Al Padre Chucho sus seguidores, a quienes llama "mis ovejitas", le piden autógrafos, y, en el día 14 de cada mes, le llevan a sus enfermos para que los cure después de una misa que él ofrece por ellos. 

A la derecha de la tarima hay otras vallas que rodean a casi cien personas, que permanecen sentadas durante toda la celebración. Están allí desde antes de las cuatro. Muchos son ancianos, también hay niños y jóvenes. Todos dejan ver las huellas de la enfermedad: una protuberancia en el cuello, la espalda torcida, la mirada perdida, escamas en la piel. Hay varios en silla de ruedas, y una señora, ya anciana, está recostada en una camilla. Hasta donde ellos irá el padre Jesús Hernán durante la misa para imponerles las manos, tanto hoy, 14 de febrero, como en la misa de los domingos por la mañana: dicen que el padre tiene el don de la sanación. A estas últimas vienen menos feligreses.
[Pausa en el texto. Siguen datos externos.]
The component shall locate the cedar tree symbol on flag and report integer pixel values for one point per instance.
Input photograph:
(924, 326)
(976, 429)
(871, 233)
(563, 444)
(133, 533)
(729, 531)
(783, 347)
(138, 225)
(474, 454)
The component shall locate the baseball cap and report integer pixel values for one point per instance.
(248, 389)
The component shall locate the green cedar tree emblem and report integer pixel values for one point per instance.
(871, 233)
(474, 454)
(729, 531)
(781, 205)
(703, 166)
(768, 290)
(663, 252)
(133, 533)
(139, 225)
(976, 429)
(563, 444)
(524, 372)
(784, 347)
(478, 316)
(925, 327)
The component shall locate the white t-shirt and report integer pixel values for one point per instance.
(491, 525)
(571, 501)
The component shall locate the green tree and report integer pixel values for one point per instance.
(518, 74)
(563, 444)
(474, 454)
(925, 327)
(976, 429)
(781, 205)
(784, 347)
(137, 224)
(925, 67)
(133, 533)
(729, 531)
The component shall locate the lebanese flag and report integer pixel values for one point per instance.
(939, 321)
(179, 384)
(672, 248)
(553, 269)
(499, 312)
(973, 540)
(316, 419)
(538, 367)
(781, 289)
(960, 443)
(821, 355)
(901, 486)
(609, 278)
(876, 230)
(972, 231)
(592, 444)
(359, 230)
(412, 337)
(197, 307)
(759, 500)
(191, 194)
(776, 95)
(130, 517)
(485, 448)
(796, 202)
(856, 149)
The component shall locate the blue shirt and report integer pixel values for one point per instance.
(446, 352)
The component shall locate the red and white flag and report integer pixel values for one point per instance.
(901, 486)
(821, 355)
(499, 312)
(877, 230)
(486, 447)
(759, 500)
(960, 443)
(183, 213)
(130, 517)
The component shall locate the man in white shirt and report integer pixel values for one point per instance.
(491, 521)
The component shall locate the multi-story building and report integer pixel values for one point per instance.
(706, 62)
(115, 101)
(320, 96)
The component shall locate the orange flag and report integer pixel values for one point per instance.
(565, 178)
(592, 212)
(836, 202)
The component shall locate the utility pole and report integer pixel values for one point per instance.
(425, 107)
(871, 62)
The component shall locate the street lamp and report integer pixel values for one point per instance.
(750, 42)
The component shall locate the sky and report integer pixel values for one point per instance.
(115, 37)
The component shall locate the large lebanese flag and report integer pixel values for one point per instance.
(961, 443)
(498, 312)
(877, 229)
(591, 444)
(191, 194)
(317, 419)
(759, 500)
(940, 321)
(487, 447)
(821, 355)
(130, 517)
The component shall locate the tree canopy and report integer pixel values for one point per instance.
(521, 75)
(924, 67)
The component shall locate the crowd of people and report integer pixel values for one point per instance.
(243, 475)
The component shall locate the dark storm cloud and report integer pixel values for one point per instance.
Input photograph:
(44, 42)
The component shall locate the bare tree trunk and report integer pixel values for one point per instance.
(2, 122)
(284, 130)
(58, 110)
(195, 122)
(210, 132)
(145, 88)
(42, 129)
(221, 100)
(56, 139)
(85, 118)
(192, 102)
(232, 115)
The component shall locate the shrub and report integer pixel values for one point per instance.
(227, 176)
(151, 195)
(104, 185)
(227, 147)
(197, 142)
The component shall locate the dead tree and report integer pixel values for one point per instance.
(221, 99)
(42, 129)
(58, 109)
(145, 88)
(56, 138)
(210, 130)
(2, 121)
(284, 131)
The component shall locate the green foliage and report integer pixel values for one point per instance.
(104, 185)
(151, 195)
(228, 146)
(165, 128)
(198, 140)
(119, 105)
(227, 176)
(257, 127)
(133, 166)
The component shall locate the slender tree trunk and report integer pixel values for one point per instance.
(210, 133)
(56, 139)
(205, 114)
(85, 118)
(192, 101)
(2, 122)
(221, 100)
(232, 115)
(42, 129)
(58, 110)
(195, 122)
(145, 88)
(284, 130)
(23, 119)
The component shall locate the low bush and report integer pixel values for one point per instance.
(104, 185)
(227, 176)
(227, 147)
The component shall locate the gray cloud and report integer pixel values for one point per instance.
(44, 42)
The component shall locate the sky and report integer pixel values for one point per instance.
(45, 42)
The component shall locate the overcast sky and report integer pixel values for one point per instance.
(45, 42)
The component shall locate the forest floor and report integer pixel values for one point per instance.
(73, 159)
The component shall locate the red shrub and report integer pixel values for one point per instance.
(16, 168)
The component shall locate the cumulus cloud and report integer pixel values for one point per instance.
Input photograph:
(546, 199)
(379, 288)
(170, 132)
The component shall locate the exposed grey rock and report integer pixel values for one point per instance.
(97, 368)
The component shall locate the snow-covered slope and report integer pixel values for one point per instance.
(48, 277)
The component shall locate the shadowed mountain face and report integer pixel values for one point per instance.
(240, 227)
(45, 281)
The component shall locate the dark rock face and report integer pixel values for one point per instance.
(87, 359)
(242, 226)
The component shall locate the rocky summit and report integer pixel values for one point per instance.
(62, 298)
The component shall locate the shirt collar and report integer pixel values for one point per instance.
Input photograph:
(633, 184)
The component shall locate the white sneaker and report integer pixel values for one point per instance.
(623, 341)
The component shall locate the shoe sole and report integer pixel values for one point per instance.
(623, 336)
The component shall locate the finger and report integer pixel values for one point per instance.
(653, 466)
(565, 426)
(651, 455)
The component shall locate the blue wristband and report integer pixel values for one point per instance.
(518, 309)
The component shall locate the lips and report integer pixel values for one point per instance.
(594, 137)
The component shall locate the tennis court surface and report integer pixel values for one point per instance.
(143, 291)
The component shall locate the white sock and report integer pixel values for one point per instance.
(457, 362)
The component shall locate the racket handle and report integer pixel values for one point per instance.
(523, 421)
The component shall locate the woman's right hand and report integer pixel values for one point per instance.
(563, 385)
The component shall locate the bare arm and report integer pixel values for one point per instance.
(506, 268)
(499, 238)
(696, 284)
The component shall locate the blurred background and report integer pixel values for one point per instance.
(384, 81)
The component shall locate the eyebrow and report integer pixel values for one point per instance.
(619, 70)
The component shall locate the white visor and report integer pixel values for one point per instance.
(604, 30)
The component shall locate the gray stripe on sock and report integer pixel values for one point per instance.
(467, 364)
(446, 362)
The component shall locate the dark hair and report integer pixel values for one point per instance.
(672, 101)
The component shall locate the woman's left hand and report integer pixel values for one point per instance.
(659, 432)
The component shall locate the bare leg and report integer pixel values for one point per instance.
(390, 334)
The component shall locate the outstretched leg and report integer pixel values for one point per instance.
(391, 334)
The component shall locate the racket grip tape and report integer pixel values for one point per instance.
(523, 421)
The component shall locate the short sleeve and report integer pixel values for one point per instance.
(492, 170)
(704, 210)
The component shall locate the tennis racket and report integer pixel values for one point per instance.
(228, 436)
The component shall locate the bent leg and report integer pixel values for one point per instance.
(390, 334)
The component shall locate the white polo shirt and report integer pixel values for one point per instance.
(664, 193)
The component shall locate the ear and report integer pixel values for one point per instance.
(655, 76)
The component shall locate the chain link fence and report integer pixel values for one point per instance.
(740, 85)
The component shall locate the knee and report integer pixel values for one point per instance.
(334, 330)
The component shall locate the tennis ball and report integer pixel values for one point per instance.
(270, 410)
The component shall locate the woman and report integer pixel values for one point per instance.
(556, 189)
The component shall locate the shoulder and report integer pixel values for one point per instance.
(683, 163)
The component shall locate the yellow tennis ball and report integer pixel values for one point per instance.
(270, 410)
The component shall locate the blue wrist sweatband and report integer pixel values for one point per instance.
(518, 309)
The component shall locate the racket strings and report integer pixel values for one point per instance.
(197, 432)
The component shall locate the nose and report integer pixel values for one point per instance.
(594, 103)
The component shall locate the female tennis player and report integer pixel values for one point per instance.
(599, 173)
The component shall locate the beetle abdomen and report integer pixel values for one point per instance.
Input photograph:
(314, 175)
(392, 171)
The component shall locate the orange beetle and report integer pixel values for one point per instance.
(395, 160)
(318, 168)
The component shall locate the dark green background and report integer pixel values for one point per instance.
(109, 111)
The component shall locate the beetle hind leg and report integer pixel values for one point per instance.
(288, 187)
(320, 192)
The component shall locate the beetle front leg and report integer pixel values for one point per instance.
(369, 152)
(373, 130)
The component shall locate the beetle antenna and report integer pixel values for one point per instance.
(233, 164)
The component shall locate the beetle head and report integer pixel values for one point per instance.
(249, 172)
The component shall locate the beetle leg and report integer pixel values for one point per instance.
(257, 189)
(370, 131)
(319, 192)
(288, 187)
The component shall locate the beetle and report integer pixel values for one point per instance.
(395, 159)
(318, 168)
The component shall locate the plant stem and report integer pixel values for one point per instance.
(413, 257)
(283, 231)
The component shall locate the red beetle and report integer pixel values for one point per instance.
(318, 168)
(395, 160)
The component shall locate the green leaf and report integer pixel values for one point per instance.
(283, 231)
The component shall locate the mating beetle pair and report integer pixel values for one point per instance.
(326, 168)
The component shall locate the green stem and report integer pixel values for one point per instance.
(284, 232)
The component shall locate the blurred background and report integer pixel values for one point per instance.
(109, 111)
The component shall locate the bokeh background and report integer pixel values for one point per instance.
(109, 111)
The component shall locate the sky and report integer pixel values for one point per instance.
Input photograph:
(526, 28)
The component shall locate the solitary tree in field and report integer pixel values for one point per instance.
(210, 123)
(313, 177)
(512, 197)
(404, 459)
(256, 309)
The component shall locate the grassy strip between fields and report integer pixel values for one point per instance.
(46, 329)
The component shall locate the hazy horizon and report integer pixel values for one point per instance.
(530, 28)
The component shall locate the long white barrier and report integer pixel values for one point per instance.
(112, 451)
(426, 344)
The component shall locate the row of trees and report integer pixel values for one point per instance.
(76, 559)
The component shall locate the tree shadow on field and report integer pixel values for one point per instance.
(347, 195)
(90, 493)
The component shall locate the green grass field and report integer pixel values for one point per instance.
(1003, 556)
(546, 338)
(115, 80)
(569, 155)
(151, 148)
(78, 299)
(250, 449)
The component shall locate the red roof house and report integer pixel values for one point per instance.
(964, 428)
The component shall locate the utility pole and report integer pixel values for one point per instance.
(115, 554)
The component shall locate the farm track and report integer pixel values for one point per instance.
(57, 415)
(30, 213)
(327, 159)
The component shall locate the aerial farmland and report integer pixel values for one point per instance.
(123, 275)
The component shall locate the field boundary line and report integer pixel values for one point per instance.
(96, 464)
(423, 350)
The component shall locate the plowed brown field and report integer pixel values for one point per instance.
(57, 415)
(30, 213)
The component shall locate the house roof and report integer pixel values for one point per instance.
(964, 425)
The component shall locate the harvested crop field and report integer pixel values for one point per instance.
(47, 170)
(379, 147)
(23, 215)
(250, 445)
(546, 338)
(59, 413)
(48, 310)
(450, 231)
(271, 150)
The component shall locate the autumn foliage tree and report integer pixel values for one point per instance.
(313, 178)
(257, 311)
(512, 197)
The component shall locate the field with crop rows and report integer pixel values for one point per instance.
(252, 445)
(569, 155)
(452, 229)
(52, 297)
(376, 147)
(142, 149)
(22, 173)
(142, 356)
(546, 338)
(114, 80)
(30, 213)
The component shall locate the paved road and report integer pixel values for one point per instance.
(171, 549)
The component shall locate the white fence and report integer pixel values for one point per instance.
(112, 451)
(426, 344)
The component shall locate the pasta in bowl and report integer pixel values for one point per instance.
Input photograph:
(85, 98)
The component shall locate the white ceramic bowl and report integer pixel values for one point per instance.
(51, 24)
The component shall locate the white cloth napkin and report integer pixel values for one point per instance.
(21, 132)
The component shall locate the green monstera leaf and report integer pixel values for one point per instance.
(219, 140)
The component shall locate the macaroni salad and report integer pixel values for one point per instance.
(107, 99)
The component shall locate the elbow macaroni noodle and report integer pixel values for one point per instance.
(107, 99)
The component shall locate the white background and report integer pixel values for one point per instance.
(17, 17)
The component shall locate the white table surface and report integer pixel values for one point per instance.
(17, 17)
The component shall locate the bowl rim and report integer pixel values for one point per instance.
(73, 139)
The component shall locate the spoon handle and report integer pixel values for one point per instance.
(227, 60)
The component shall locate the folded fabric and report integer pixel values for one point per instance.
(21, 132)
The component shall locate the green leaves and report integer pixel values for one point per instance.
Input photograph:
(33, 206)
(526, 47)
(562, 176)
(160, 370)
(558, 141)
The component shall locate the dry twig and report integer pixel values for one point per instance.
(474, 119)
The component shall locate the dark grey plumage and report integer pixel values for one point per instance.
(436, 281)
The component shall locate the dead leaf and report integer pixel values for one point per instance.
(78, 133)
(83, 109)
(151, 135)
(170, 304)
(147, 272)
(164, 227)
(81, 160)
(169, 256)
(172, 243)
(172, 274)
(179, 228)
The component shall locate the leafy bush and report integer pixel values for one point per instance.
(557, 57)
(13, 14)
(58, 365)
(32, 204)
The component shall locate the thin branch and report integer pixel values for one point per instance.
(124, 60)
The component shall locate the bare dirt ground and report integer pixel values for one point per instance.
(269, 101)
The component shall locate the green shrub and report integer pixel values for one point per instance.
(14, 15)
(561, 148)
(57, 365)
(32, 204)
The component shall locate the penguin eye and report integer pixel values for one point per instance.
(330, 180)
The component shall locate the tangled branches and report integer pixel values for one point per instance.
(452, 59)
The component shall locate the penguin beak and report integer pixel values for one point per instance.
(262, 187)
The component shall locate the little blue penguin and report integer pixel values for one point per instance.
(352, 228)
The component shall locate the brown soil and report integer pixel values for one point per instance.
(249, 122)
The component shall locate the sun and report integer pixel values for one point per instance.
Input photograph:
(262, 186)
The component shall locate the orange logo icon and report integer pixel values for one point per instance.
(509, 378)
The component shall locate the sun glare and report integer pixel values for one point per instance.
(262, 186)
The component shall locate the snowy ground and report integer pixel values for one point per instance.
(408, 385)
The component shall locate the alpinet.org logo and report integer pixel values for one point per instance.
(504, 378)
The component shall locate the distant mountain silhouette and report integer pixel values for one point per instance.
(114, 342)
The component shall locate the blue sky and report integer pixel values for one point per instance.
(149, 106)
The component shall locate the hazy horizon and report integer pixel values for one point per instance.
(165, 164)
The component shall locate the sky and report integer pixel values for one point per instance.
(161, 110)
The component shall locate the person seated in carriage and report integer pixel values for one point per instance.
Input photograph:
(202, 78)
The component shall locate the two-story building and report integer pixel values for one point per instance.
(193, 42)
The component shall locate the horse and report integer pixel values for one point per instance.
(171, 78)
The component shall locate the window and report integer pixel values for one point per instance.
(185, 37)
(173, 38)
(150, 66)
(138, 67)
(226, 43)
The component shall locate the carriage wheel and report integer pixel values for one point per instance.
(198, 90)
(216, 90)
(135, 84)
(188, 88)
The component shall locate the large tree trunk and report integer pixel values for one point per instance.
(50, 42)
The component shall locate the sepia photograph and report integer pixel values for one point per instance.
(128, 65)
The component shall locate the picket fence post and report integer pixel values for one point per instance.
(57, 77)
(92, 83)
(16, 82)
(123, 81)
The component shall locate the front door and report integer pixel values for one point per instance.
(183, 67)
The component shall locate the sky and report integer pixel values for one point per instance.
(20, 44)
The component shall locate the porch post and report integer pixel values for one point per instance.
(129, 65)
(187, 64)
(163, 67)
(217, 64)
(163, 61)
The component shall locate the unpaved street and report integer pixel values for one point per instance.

—Antes se llenaba esta cancha también los domingos —dice don Rigoberto, un manizalita cercano a los 65 que atiende un pequeño negocio cerca al descampado donde se celebran estas misas—. Ha bajado mucho porque el padre a veces no venía por los compromisos que tenía con el programa de televisión. Usted sabe, la gente quiere es verlo a él.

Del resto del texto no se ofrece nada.